RE: An argument against Adam and Eve
August 13, 2011 at 6:40 am
(This post was last modified: August 13, 2011 at 6:53 am by Anymouse.)
(August 3, 2011 at 3:16 am)Godschild Wrote: My God has a great love for me, I see it in my life, experience it every day. He loves you too Cinjin whether you like it or not, your thoughts and disbelief about God changes nothing about his nature and it is His nature to love all of mankind.
As far as adding nothing new don't need to when it's the truth, truth can and does stand on it's own.
You are right; truth does normally stand on its own, except when it is suppressed. Propaganda works well that way.
Other than a book which its own adherents admit has been -ah- "mistranslated," you have no more proof the things you see in your life are the works of your God, chance, random individuals, my own gods, or anything else.
I could base a religion on any number of clearly fictional novels (wait, that's already been done, for example Robert A Heinlein's "Stranger in a Strange Land"). That doesn't make the claims of those religious "proof" because they have a book (and Heinlein disavowed those folk at Green Egg anyway).
The one thing that many Christians desire to show is "they have proof." Of course, Thomas was rebuked for requiring it. Since, regardless of the particular flavour of Christianity, the basis of the Faithful is the Bible, the proof must be there. Not that it is a book (it is), nor that it is old (it is that too), but that it details facts.

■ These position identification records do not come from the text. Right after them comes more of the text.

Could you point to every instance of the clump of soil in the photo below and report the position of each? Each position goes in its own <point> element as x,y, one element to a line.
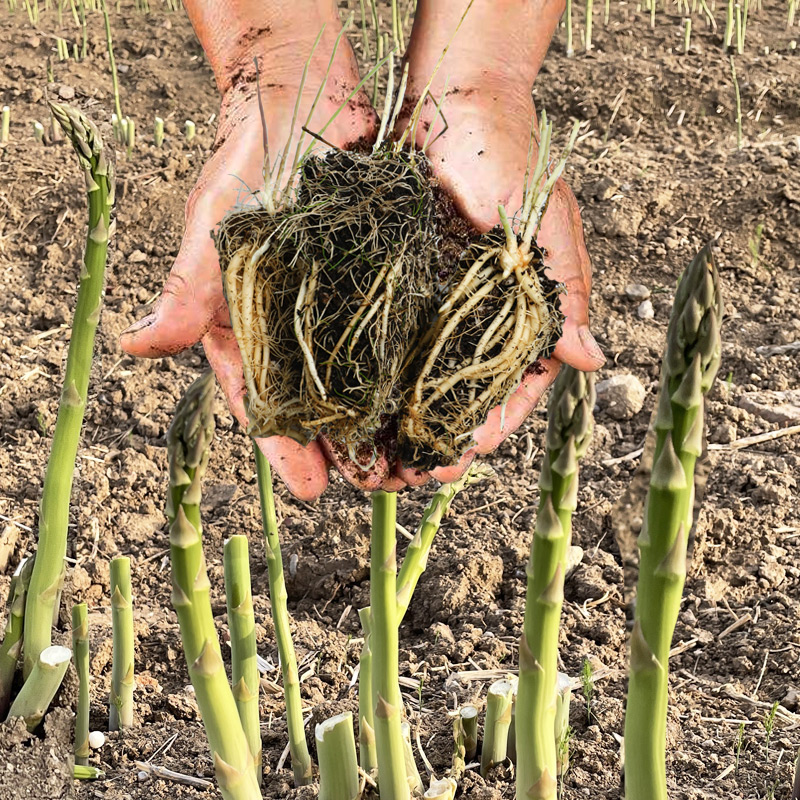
<point>364,305</point>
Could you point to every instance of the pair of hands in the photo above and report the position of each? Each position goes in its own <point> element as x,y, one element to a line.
<point>480,159</point>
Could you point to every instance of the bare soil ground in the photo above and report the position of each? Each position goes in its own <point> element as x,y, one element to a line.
<point>657,173</point>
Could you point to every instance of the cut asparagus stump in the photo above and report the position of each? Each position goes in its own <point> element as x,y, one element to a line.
<point>12,641</point>
<point>40,688</point>
<point>336,752</point>
<point>690,364</point>
<point>188,443</point>
<point>387,702</point>
<point>242,626</point>
<point>120,702</point>
<point>80,649</point>
<point>569,433</point>
<point>54,512</point>
<point>301,761</point>
<point>498,720</point>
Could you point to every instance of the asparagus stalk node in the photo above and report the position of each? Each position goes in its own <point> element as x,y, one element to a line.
<point>244,660</point>
<point>336,752</point>
<point>569,433</point>
<point>387,702</point>
<point>301,760</point>
<point>80,650</point>
<point>40,688</point>
<point>188,443</point>
<point>498,720</point>
<point>688,370</point>
<point>120,701</point>
<point>54,512</point>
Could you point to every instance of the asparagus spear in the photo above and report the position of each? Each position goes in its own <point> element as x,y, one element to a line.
<point>188,443</point>
<point>54,513</point>
<point>40,688</point>
<point>244,660</point>
<point>569,432</point>
<point>690,364</point>
<point>387,702</point>
<point>301,760</point>
<point>120,701</point>
<point>80,649</point>
<point>12,641</point>
<point>336,752</point>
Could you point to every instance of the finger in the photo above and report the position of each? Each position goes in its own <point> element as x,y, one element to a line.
<point>501,423</point>
<point>578,348</point>
<point>190,301</point>
<point>450,474</point>
<point>304,470</point>
<point>411,476</point>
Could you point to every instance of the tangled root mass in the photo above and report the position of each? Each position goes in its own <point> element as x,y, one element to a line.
<point>350,309</point>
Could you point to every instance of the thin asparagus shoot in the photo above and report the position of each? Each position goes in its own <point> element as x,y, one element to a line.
<point>469,719</point>
<point>336,752</point>
<point>387,701</point>
<point>80,651</point>
<point>54,511</point>
<point>688,370</point>
<point>441,789</point>
<point>569,433</point>
<point>242,626</point>
<point>188,443</point>
<point>120,701</point>
<point>40,688</point>
<point>112,61</point>
<point>412,773</point>
<point>301,760</point>
<point>498,720</point>
<point>366,713</point>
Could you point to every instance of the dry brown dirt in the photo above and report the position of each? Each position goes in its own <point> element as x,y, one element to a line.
<point>657,173</point>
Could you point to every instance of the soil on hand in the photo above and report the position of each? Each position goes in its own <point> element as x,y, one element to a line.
<point>657,173</point>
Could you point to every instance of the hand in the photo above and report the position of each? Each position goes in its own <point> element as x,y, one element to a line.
<point>192,307</point>
<point>480,159</point>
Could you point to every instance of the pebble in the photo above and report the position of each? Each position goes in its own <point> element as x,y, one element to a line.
<point>136,257</point>
<point>645,310</point>
<point>637,291</point>
<point>621,396</point>
<point>97,739</point>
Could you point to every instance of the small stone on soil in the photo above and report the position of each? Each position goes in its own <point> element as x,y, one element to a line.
<point>621,397</point>
<point>637,292</point>
<point>645,310</point>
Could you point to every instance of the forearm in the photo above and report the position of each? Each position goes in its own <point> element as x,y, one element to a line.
<point>279,32</point>
<point>497,39</point>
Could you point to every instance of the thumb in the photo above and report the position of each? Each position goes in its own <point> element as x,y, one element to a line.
<point>190,301</point>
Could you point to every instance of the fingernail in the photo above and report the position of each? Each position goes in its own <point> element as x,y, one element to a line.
<point>144,322</point>
<point>590,347</point>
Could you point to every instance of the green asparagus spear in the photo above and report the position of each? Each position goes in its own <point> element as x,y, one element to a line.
<point>54,513</point>
<point>188,443</point>
<point>569,432</point>
<point>690,364</point>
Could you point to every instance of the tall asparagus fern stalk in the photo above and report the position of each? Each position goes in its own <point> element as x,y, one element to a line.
<point>54,512</point>
<point>569,432</point>
<point>690,364</point>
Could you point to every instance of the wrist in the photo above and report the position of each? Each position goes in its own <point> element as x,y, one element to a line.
<point>500,45</point>
<point>233,33</point>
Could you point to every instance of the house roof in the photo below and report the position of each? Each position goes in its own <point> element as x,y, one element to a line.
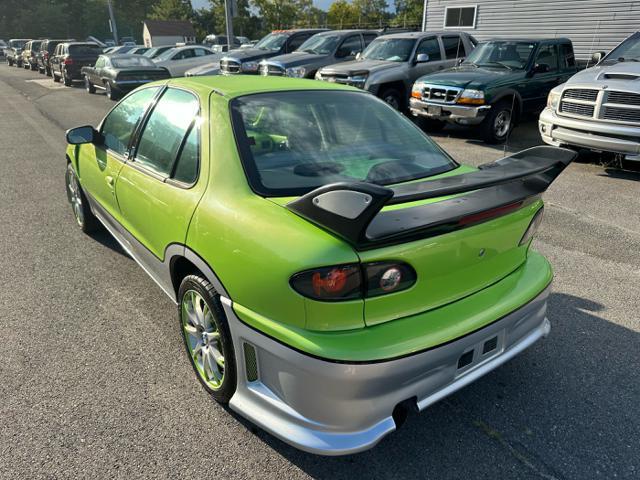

There is no proof for that. There can never be proof for that. And in the moment someone were to demonstrate that all, or at least a substantial part, of the Bible were factual, it would cease in that instant being faith and religious belief, and become science.
The whole point of faith is believing without proof. No one alive to-day was around during Eden, or the Flood, or the parting of the Red Sea, or the life and times of Jesus; and not a shred of evidence exists for any of these events. Or ten thousand other events in the Old and New Testaments. What exists is summed up in the rebuke to Thomas: John 20:24-29.
Scepticism and proof are to be eschewed: blessed are those who believe without seeing, without proof. Trying to present "proof" on such a forum as this, or anyplace else, is a slap in the face to Jesus's lesson to Thomas.
There is a small problem with that, aside from the religious aspects: someone who will believe without proof, if not very careful, can be led to believe anything, couched in the right language and citing the right authority. For once you accept a single logical fallacy (knowledge without evidence), other logical fallacies (appeal to authority, non-sequituers, &c.) become that much easier, and your "God-given reason" becomes nothing more than the thing you trust least.
And, my understanding according to Christian doctrine, is that God created mankind. That would include mankind's reason. Nowhere in Genesis (or anywhere else) does it mention God's enemy having anything to do with the creation of humankind.
To deny your reason and logic is to deny the very gifts you claim come from your God. Would that not be the same as denying God himself?
(Of course, that is not an unpardonable sin, only denying the Holy Spirit, according to the NT, but that comes dangerously close.)
If you truly believe that humanity is meant to glorify God, why would trying to understand that creation of his through the tools he gave not do him that glory? I have never understood that part of Christianity, and I doubt I will ever have it satisfactorily explained.
James
"Be ye not lost amongst Precept of Order." - Book of Uterus, 1:5, "Principia Discordia, or How I Found Goddess and What I Did to Her When I Found Her."